We created user flows to explore the ways a user might navigate through the website.
The three unique diagnosis paths were mapped out to include the relevant information those individuals would be searching to uncover.
Treatment and Care Flow
The Treatment and Care flow would explain how people could get healthy and stay healthy, how to find a treatment provider, and get back into treatment. In this flow, individuals could easily find facts about Undetectable = Untransmittable (U=U), meaning those with HIV who are undetectable cannot transmit HIV. We also highlighted success stories of those who are living with HIV to encourage people who recently found out about their diagnosis.
The prevention flow highlighted information about how to keep an HIV negative status by reducing risk, with links to resources to receive free condoms or medications that help with prevention.
Screening and Testing Flow
The screening and testing flow provided resources on how to get tested, either at home or at a local facility, while advocating the benefit of knowing your status.
With the user flows mapped out, we wanted to explore how the visual experience might look.
Sketches were created to explore layout ideas. We wanted to ensure we were organizing the information in a way that made sense to the audience by highlighting the most important pieces of information at the top of the page. We also wanted to explore varying ways we could structure the content to discover which layout would be the most impactful.
The best of the sketches were designed in Figma using real content from the old website.

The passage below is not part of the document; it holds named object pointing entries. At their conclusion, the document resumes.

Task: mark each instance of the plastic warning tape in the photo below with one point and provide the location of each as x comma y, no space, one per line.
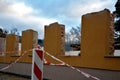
83,73
10,65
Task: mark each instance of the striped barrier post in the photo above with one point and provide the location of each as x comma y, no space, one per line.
37,65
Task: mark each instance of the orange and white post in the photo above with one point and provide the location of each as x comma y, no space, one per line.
37,64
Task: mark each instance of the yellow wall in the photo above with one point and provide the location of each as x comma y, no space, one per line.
54,41
29,41
12,41
96,43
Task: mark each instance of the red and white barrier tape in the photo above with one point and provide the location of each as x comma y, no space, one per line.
10,65
83,73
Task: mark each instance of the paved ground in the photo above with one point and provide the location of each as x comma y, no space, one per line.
66,73
4,76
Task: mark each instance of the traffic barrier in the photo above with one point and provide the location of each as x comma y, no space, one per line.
37,64
83,73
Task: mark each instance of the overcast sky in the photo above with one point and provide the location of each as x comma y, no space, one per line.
34,14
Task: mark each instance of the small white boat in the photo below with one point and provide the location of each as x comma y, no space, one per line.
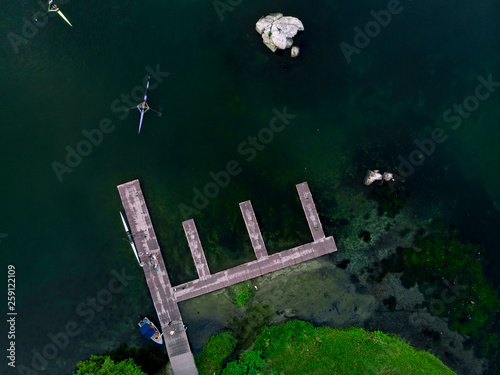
149,330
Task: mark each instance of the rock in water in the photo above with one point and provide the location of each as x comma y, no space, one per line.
278,31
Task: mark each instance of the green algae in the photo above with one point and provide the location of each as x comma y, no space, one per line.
448,271
298,347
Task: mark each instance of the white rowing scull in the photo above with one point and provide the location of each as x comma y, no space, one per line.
54,8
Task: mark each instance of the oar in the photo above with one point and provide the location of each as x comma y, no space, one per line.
43,14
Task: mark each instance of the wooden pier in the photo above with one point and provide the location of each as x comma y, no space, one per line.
165,297
196,249
253,229
178,349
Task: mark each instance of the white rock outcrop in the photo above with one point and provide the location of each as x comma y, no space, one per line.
278,31
372,176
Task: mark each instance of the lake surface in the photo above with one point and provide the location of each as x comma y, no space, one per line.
216,85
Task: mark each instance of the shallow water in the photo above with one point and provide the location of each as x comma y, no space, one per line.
65,237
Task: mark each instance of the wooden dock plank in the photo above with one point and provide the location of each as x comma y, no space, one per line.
257,268
253,229
310,210
165,298
196,249
166,307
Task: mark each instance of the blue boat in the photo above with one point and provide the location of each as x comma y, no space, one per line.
149,330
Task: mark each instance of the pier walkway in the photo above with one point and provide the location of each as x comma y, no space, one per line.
165,297
178,349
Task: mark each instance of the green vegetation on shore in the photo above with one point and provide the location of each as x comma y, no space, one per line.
216,349
124,360
298,347
104,365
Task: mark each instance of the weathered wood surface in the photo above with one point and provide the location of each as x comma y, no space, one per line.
165,297
310,210
253,230
255,268
157,279
197,252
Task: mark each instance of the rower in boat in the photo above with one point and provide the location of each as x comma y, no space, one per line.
52,6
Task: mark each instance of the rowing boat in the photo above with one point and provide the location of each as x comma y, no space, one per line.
143,107
54,8
130,239
64,18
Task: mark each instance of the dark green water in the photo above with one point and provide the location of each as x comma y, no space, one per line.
64,238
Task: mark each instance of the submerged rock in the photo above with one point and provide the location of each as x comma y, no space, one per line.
372,176
278,31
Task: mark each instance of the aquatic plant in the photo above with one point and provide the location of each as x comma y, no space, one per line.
216,350
149,359
246,328
243,294
449,273
104,365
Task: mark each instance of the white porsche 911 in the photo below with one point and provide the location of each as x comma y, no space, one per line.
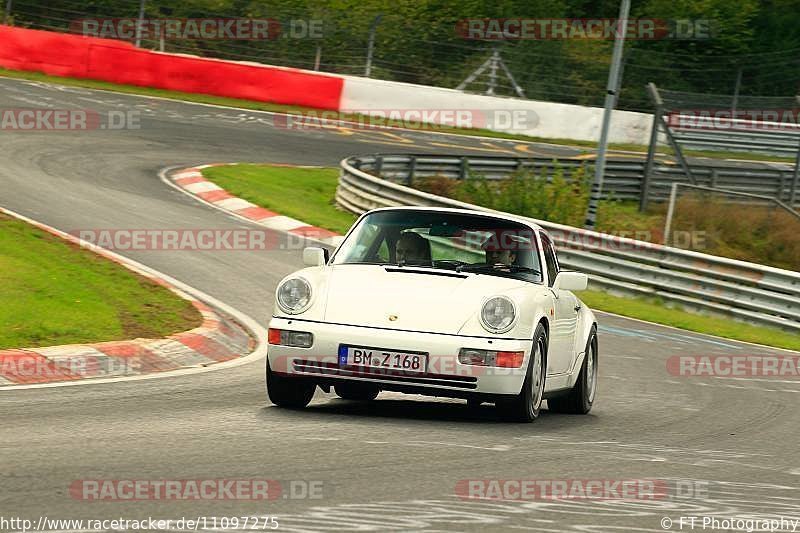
441,302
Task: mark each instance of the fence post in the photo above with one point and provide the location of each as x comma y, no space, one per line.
139,23
651,150
371,45
463,168
795,179
412,167
673,195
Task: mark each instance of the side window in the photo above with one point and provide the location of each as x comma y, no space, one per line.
550,260
383,251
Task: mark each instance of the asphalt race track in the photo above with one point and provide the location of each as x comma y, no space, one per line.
389,465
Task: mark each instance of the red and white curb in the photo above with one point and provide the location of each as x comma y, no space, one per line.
224,335
192,181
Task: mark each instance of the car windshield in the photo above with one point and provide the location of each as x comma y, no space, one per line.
454,241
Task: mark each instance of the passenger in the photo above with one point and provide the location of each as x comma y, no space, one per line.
413,248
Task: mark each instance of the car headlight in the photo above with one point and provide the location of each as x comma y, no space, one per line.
498,314
294,295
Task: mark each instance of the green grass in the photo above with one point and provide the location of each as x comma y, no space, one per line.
655,310
281,108
307,194
302,193
53,292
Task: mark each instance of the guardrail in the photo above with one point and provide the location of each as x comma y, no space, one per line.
623,178
745,291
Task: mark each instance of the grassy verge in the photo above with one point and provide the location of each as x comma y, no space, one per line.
307,194
302,193
280,108
653,310
53,292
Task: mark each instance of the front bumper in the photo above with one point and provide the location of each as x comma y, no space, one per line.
444,376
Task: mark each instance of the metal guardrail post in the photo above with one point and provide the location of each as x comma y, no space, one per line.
412,167
463,168
651,150
673,196
795,179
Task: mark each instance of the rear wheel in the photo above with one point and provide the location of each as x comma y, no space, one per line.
581,397
289,391
356,391
525,407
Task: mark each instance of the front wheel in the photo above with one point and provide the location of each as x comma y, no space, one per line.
289,392
581,397
525,407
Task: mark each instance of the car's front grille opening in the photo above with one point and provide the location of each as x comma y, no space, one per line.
397,376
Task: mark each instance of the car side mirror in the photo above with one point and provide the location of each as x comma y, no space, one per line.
571,281
315,256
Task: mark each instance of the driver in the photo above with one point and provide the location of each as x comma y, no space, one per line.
500,252
412,248
501,257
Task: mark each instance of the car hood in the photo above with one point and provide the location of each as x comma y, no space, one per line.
407,298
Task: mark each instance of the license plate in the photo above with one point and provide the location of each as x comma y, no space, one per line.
378,358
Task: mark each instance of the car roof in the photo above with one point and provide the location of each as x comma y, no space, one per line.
489,214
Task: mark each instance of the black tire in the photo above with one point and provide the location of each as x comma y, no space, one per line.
290,392
526,406
356,391
581,397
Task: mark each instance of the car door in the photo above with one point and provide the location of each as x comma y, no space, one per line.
564,318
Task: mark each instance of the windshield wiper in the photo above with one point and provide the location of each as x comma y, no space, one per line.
496,268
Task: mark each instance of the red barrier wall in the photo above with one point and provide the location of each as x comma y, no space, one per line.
120,62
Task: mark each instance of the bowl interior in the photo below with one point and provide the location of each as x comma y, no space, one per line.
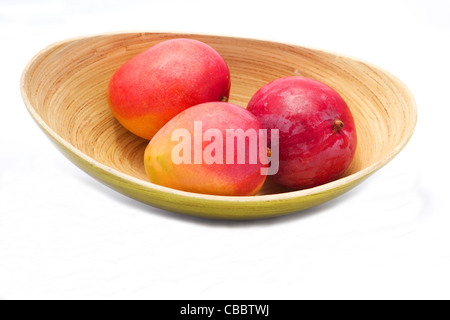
67,85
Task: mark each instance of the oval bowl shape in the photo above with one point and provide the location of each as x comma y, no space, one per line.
64,88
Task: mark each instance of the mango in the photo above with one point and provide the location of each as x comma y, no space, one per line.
212,148
171,76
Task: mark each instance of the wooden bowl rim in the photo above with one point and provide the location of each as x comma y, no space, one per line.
259,198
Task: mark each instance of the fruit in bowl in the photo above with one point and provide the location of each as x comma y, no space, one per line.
317,135
212,148
171,76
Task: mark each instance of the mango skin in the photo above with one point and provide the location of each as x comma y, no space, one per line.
313,151
215,179
154,86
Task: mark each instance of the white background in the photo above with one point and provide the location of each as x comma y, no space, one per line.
65,236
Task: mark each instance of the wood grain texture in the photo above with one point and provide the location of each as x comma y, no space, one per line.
64,88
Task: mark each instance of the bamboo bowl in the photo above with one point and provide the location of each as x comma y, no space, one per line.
64,88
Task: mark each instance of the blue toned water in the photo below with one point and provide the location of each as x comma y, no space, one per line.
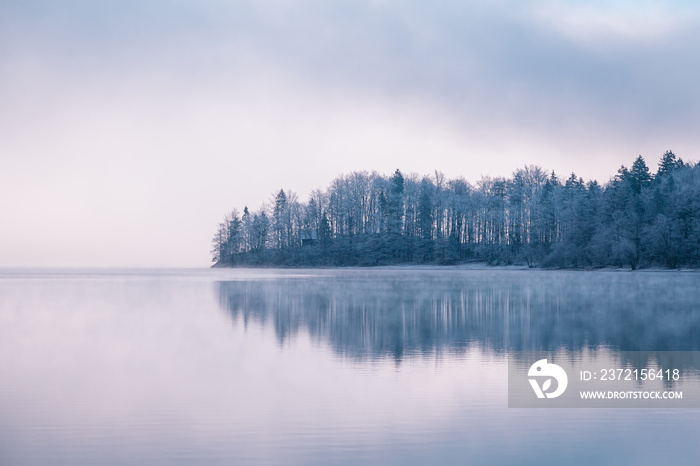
374,366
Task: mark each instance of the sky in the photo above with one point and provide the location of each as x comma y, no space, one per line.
128,129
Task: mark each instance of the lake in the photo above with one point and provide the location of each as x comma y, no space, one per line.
332,366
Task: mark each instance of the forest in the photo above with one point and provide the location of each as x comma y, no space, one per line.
535,218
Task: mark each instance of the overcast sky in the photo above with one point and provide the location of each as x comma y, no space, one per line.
128,129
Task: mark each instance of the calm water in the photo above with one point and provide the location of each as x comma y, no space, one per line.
326,366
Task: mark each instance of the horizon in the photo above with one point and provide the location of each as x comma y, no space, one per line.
130,128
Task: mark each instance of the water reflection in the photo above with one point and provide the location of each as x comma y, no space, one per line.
371,314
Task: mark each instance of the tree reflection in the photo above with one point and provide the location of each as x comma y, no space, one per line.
402,313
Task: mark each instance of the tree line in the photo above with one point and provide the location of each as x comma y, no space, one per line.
636,219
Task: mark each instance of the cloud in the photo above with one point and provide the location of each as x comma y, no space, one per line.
140,125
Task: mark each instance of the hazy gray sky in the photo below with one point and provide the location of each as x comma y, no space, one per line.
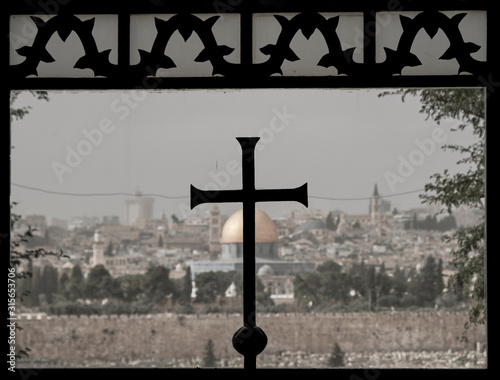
341,142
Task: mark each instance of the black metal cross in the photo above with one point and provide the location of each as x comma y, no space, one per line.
249,340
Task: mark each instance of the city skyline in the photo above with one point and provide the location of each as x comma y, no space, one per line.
341,142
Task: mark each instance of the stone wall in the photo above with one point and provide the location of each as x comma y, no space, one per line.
74,340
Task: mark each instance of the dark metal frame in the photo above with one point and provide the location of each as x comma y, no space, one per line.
369,74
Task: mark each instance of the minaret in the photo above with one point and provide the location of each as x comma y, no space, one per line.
98,249
214,230
375,206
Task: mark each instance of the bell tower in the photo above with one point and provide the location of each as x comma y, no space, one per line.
98,249
375,206
214,231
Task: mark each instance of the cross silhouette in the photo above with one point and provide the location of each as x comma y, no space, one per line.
249,340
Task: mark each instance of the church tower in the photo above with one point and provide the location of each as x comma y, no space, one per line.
98,249
214,230
375,202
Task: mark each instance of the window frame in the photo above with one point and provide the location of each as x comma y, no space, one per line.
489,81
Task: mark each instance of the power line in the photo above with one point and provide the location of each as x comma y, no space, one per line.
365,198
187,197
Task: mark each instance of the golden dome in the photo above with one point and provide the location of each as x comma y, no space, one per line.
265,230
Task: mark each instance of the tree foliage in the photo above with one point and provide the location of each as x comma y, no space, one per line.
465,188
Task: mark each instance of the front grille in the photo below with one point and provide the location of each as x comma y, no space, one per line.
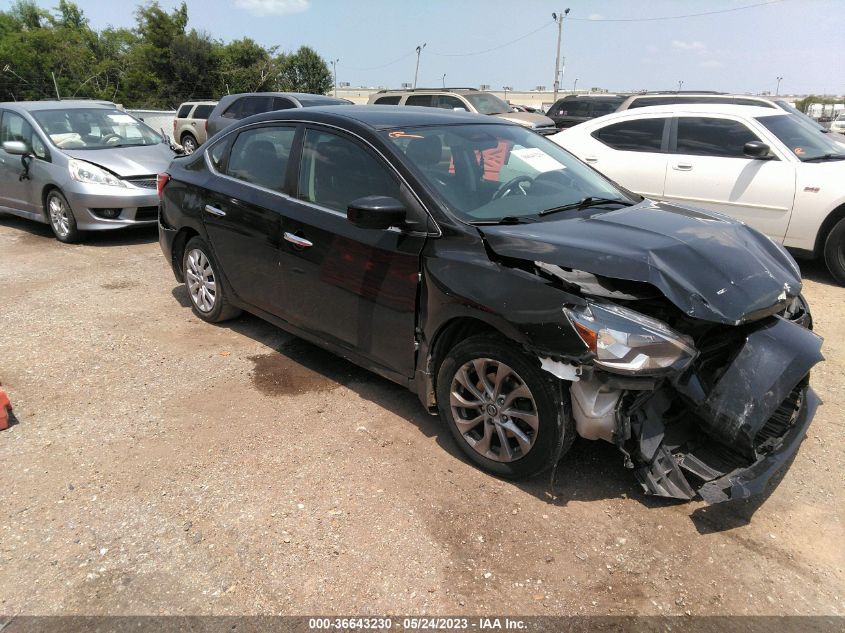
146,213
146,182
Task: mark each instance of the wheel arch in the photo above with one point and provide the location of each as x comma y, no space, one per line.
830,221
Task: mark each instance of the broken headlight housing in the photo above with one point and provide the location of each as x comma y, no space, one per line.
627,342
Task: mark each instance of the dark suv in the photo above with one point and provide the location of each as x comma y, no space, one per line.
516,291
574,109
235,107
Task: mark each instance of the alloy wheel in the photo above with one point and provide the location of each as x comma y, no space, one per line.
201,280
494,410
59,218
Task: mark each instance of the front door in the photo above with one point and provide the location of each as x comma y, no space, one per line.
243,211
355,287
707,168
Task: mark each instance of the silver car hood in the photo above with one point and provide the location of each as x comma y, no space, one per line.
527,119
143,160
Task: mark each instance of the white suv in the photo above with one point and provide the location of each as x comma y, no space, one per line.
759,165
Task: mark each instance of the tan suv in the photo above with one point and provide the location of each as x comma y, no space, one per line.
189,124
468,99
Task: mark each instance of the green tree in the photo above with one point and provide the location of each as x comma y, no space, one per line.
305,71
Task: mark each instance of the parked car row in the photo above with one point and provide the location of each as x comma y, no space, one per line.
520,294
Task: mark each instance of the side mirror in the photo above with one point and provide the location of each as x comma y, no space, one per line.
16,148
376,212
756,149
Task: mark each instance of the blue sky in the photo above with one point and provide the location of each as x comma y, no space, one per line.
739,51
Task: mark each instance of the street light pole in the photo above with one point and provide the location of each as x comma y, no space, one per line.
417,71
334,72
559,19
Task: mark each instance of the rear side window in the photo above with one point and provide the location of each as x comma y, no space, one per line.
638,135
420,100
260,156
334,171
705,136
202,111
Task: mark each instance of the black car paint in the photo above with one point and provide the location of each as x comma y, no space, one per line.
457,278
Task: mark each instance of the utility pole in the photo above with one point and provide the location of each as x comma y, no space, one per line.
334,72
559,19
417,71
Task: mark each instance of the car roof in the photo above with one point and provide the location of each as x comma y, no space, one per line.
68,104
702,108
379,117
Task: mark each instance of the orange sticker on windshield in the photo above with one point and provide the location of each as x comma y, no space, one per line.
401,134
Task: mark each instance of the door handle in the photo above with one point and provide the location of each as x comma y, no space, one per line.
297,241
214,210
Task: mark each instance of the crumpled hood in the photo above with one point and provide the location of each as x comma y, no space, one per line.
128,161
528,119
710,266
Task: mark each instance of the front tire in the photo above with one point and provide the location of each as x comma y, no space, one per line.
61,218
834,252
505,413
204,285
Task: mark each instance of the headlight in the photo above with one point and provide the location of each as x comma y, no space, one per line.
627,342
91,174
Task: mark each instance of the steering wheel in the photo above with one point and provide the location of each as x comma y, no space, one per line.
509,186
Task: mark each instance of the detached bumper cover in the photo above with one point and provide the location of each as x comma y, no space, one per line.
728,443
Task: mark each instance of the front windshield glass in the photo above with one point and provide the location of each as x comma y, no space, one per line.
804,142
491,173
487,103
94,128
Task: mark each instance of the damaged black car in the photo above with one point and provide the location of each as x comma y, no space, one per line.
520,294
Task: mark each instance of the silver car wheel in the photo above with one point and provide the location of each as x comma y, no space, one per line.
494,410
201,280
59,216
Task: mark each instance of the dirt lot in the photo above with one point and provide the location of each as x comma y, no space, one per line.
162,465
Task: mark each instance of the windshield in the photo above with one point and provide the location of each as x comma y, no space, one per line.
492,173
804,142
487,103
94,128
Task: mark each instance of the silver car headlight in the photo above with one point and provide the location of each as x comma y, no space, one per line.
627,342
82,171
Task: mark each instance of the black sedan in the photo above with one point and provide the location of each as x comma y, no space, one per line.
516,291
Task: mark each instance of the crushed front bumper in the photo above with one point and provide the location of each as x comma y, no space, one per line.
725,439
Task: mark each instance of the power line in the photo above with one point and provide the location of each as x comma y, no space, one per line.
495,48
677,17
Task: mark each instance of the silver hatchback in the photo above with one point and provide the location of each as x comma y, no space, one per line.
79,166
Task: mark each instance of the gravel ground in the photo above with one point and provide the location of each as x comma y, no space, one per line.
162,465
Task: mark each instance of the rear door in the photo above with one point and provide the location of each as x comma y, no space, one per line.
244,207
633,152
355,287
708,168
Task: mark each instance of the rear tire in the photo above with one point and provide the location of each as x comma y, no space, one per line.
189,143
506,414
834,252
205,287
61,218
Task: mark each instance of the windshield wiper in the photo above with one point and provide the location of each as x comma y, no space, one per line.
585,203
508,219
815,159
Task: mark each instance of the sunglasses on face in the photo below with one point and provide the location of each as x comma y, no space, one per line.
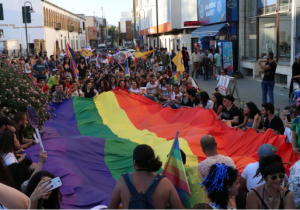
281,176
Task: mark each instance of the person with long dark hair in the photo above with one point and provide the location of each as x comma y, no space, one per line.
205,101
82,67
103,87
122,86
9,144
218,103
10,198
222,185
90,92
252,117
143,178
270,195
39,197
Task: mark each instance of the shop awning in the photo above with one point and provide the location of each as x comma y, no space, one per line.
207,31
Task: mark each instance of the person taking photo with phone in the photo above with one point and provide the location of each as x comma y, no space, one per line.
39,196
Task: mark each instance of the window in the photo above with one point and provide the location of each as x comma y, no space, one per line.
267,35
250,8
250,38
28,14
285,37
1,12
284,5
266,6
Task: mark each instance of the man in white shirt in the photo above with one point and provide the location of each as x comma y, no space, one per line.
247,180
196,60
209,148
75,91
152,89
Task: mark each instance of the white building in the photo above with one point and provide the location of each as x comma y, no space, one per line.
125,16
49,26
171,17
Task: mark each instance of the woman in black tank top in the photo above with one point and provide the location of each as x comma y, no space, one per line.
270,195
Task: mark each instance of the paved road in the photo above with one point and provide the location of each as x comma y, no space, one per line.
249,90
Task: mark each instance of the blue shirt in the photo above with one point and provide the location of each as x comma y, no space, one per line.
40,67
52,65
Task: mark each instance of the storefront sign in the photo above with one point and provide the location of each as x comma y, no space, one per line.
215,11
223,84
191,23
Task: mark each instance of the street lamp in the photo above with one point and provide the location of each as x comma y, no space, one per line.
30,11
69,33
144,27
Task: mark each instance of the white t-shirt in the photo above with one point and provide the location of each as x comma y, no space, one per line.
152,88
248,174
204,166
288,133
137,91
76,93
209,105
105,61
9,159
179,100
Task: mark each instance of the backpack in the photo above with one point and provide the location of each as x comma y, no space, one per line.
139,200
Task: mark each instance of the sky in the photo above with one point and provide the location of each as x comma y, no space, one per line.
112,8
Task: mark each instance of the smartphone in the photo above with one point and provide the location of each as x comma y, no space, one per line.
288,117
55,182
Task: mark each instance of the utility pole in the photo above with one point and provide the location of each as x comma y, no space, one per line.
157,24
134,20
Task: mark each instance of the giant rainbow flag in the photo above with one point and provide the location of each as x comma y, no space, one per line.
90,142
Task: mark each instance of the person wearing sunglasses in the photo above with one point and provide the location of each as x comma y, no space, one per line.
270,195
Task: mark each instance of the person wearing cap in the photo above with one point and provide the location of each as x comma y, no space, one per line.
54,79
6,124
230,111
271,120
247,180
209,148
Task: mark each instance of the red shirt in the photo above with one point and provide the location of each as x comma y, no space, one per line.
45,88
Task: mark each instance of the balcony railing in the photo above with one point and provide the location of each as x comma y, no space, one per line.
57,26
71,28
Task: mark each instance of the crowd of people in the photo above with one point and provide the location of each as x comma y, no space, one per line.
263,184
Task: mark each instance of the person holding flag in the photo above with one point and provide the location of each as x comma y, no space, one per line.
143,188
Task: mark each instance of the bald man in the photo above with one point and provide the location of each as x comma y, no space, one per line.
209,148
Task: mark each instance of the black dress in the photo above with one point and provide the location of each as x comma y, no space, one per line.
90,94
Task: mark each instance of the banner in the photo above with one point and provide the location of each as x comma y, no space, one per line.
223,84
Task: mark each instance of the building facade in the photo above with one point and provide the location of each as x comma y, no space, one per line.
126,30
268,26
47,27
96,30
172,32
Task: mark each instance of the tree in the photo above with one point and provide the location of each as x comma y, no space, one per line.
17,91
113,32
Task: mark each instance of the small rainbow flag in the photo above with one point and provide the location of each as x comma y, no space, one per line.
175,172
71,55
137,49
127,74
174,78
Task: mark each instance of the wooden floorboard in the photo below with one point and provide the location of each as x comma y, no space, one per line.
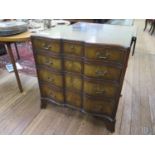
20,113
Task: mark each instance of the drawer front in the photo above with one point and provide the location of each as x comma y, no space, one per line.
54,94
105,54
49,61
73,82
72,49
100,89
50,45
98,106
73,66
52,78
73,99
105,72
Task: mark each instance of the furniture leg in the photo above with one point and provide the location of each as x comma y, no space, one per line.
18,57
145,24
134,41
151,27
153,24
14,66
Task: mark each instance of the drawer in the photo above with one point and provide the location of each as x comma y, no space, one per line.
98,106
103,53
47,44
73,99
54,63
102,71
52,93
73,82
53,78
73,66
73,49
100,89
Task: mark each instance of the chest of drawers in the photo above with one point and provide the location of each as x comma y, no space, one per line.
80,75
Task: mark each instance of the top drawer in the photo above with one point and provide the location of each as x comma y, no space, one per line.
47,44
105,53
73,48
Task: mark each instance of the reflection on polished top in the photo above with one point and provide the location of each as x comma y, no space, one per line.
92,33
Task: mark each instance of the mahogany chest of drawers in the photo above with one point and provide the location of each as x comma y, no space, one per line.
82,75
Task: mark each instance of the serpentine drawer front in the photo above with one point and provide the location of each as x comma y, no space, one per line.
102,71
51,78
103,53
54,63
73,82
73,49
100,89
72,66
86,71
47,44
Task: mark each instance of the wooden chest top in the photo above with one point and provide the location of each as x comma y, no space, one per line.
92,33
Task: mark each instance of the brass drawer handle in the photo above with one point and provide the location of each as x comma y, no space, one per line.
102,56
50,79
48,62
52,95
72,47
46,47
101,73
100,92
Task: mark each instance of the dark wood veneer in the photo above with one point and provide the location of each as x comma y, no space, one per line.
76,81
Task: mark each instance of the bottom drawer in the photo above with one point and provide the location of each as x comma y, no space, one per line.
52,93
98,106
73,99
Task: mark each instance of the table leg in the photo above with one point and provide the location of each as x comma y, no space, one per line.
18,57
134,40
14,66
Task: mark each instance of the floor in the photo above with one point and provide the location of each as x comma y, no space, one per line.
21,114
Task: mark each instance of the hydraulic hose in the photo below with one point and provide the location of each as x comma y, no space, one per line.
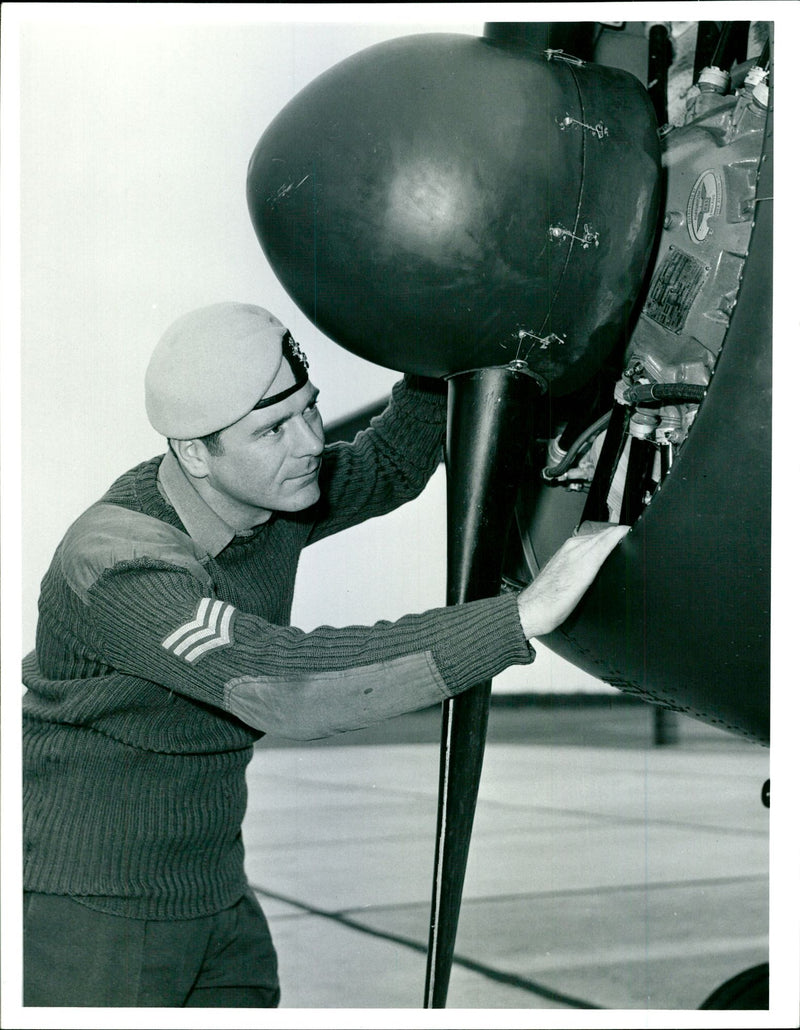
554,471
664,392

Being that this website was smaller, we were able to design how each page would look, and were able to where the content should be on these pages.
A clickable prototype was created for user testing.
View it in Figma here.
We conducted small-scale, remote user testing on five individuals within the target demographic. By using a clickable prototype, we tested our design concepts on potential site users to ensure that the design met the users’ needs.
The testing scenarios were designed to be open-ended, so we could see how a participant moved through the site and uncover any potential roadblocks he or she encountered. This type of user testing collected both quantitative and qualitative data.
Findings and Recommendations
We used an affinity diagram to sort through the insights discovered during the usability testing sessions and compiled a presentation with our findings paired with iteration suggestions.
Improving the search experience
We added a button background to the search bar to make it more prominent.
High-level, neutral content on the homepage
The users we tested wanted to see high-level information with a neutral context on the homepage. We made sure that the homepage was educational in nature, rather than specific steps about treatment, testing, or prevention – relocating specific content to the respective top level pages that match their flow.
Changing the language for the tailored flows
The participants appreciated that the content would be tailored based on their selection and that key information was presented at the top of the page along with other resources to support their diagnosis. Though, we iterated the titles of these flows to make them feel less intimidating.
- ‘HIV Positive’ to ‘Treatment and Care’
- ‘HIV Negative’ to ‘Prevention’
- ‘Not sure yet’ to ‘Screening and testing’.